= Vaghel =

Vaghel is a village in Harij Taluka of Patan district in Gujarat, India.

==History==
Vaghel, historically known as Vyaghrapalli, was the chief place in a grant of land made by Chaulukya king Kumarapala (1143- 1174) to his cousin Anak the grandfather of Virdhaval, who about 1243 founded the Vaghela dynasty (1243 - 1304).

It was under Palanpur Agency of Bombay Presidency, which in 1925 became the Banas Kantha Agency. After Independence of India in 1947, Bombay Presidency was reorganized in Bombay State. When Gujarat state was formed in 1960 from Bombay State, it fell under Gujarat.

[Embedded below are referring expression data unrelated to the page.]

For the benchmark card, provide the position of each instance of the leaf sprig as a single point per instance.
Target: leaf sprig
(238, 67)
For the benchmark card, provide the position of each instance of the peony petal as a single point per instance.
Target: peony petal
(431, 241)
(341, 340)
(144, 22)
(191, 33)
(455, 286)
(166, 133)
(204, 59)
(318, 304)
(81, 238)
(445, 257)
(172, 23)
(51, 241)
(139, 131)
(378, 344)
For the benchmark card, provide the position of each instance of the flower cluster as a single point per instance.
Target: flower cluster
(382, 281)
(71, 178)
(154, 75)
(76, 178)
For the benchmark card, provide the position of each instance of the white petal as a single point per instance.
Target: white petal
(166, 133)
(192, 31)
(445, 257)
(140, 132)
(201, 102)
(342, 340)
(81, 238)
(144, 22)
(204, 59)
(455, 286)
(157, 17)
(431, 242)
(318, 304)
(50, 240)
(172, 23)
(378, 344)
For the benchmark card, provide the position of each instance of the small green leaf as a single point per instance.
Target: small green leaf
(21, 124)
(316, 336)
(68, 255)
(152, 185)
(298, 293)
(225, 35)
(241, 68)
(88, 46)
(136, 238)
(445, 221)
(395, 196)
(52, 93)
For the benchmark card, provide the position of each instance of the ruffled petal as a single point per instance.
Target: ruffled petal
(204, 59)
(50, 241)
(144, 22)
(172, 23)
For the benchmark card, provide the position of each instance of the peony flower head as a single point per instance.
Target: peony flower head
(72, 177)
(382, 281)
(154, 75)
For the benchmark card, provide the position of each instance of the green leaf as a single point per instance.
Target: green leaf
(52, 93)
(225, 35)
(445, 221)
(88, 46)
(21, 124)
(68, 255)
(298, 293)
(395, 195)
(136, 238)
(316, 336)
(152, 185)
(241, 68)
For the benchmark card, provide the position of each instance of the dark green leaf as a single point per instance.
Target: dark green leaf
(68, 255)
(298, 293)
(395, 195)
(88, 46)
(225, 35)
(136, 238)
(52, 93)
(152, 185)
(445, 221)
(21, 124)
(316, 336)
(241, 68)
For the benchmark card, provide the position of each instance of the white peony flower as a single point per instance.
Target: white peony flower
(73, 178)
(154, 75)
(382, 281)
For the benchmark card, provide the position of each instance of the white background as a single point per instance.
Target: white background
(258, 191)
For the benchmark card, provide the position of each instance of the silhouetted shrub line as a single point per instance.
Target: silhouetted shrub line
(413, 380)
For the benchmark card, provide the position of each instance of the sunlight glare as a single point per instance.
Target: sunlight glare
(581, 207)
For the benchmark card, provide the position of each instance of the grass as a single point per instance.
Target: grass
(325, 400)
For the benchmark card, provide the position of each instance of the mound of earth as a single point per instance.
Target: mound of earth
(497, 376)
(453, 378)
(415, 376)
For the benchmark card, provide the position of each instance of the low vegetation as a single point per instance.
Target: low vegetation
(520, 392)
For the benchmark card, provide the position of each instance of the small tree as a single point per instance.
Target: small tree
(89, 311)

Vaghel historically Lake - Historical Bhutaval Lake 1100 Years Old, Historical Bandiyu Lake - Vaghel, Harij

==Places of interest==
There is a small temple with a single open entrance hall, mandap, one story high, with pyramid roof, three porticoes, and a spire-surmounted shrine. There are also some very curious monumental stones, paliyas, with spirited deep cut carvings on all four sides and with tops cut in the form of a temple spire. They have much in common with the more ambitions cupolas, chhatris, and seem to come between them and the ordinary memorial stones.